Once again they kneel on either side of the prone figure. How dreadfully dead and how extravagantly long it looks! Once again he sees that blood-smear on her face. It is just above her one dimple, and stands out in ghastly incongruity over that little pitfall for love and laughter. How passionately he wishes that he might ask her to go and wash it off! If he did she would not hear him. She has no ears left, no eyes, no sense, save for that livid face, splashed with the water which has not brought him back to life, and with the red drops still slowly trickling from the wound on his brow, and which have stained here and there the damp tendrils of his hair—for that livid face and for the flaccid hands, which she rubs between her own with an ever more terrified energy, as he still gives no sign of returning consciousness.
By-and-by he is taken out of her custody. She is robbed even of the wretched satisfaction of chafing his poor senseless fingers. On the arrival of the doctor he is carried off, and laid upon the bed that has been made ready for him. She follows them miserably as they bear him staggeringly across the hall—a powerfully-built young man of over six feet high, in the perfect inertness of syncope, is no light weight—and looks hungrily over the threshold of the bedroom; but when she attempts to cross it Jim puts her gently back.

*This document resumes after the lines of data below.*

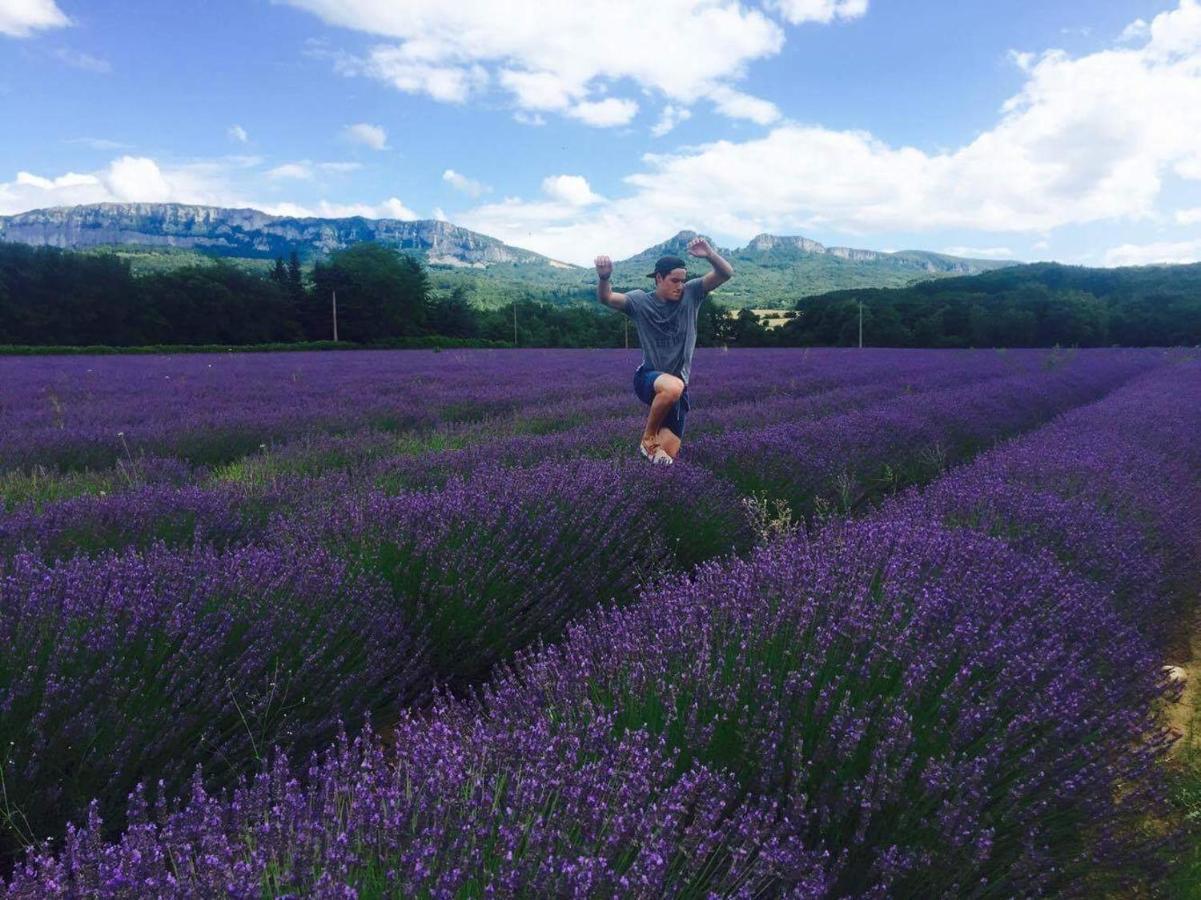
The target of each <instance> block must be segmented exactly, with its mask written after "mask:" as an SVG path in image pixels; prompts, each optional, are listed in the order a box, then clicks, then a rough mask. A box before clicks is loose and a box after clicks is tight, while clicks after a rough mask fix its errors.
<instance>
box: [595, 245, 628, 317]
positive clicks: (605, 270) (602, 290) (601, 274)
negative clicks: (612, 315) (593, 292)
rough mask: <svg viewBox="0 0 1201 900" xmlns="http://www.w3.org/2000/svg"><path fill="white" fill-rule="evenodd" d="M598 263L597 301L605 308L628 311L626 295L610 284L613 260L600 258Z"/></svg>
mask: <svg viewBox="0 0 1201 900" xmlns="http://www.w3.org/2000/svg"><path fill="white" fill-rule="evenodd" d="M596 263H597V299H598V300H600V303H603V304H604V305H605V306H611V308H613V309H619V310H621V309H626V294H623V293H617V292H616V291H614V290H613V286H611V285H610V284H609V279H611V278H613V260H610V258H609V257H608V256H598V257H597V260H596Z"/></svg>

"No, dear, no!" he says. (He is almost sure afterwards that for that once in his life he calls her "dear.") "You had better not. We think he is coming round, and if you are the first person he sees when he comes to himself it might be bad for him—might hurt him. You would not hurt him, would you?"
"No, I would not hurt him," she answers slowly. And so turns in her utter tractableness, and goes away meekly without a word.
It is evening again now, almost the same hour at which Jim and Elizabeth were beheading photographs twenty-four hours ago. Twenty-four hours! It feels more like twenty-four years. This is what he says to himself as he once again opens the door of the Le Marchants' apartment. It is the first time during the whole day, except to snatch a couple of mouthfuls of food, that he has left Byng's side; and it is only due to the fact that Mrs. Le Marchant is supplying his place, and has sent him on a message to her daughter, that he has quitted his post. He knows that she has meant to do him a kindness in despatching him upon this errand; but he is not sure that it is one.
Elizabeth is not in the salon, but the screen that masks the door separating that room from the little alcove beyond is folded back. Over the doorway is a hanging of Eastern embroidery—as to the meaning of the strange gold scrolls that look like Arab letters on whose red ground Elizabeth and he have often idly speculated. He pushes it aside, and sees her standing with her back towards him, the flimsy muslin window-curtains drawn back as she looks out on the night. The alcove is on ordinary occasions scarcely ever occupied, and there is something uneasy and uncomfortable that matches the wretchedness of her other circumstances in finding her standing there alone and idle.
The elements have long finished their raging, and fallen to boisterous play. It has been a fine day, and though the sun has long laid down his sceptre, he has passed it on with scarcely diminished, though altered, radiance to his white imitator. It is broad moonlight—startlingly broad. The moon hangs overhead, with never a cloud-kerchief about her great disk. The winds that, loudly sporting, are up and abroad have chased every vapour from the sky, which is full of throbbing white stars. Before he reaches her side she has heard him, and turned to meet him, with a mixed hunger and pitiful hope in her wan face. She thinks that he has come to fetch her. He must kill that poor hope, and the quicklier the more mercifully.
"Mrs. Le Marchant sent me. I came to tell you that he has recovered consciousness. You see, you were wrong"-with an attempt at a reassuring smile—"he is not dead, after all. He is conscious; that is to say, he is not insensible; but I am afraid he is not quite himself yet, and you must not—must not mind—must not be frightened, I mean—if he begins to shout out and talk nonsense by-and-by: the doctor says it is what we must expect."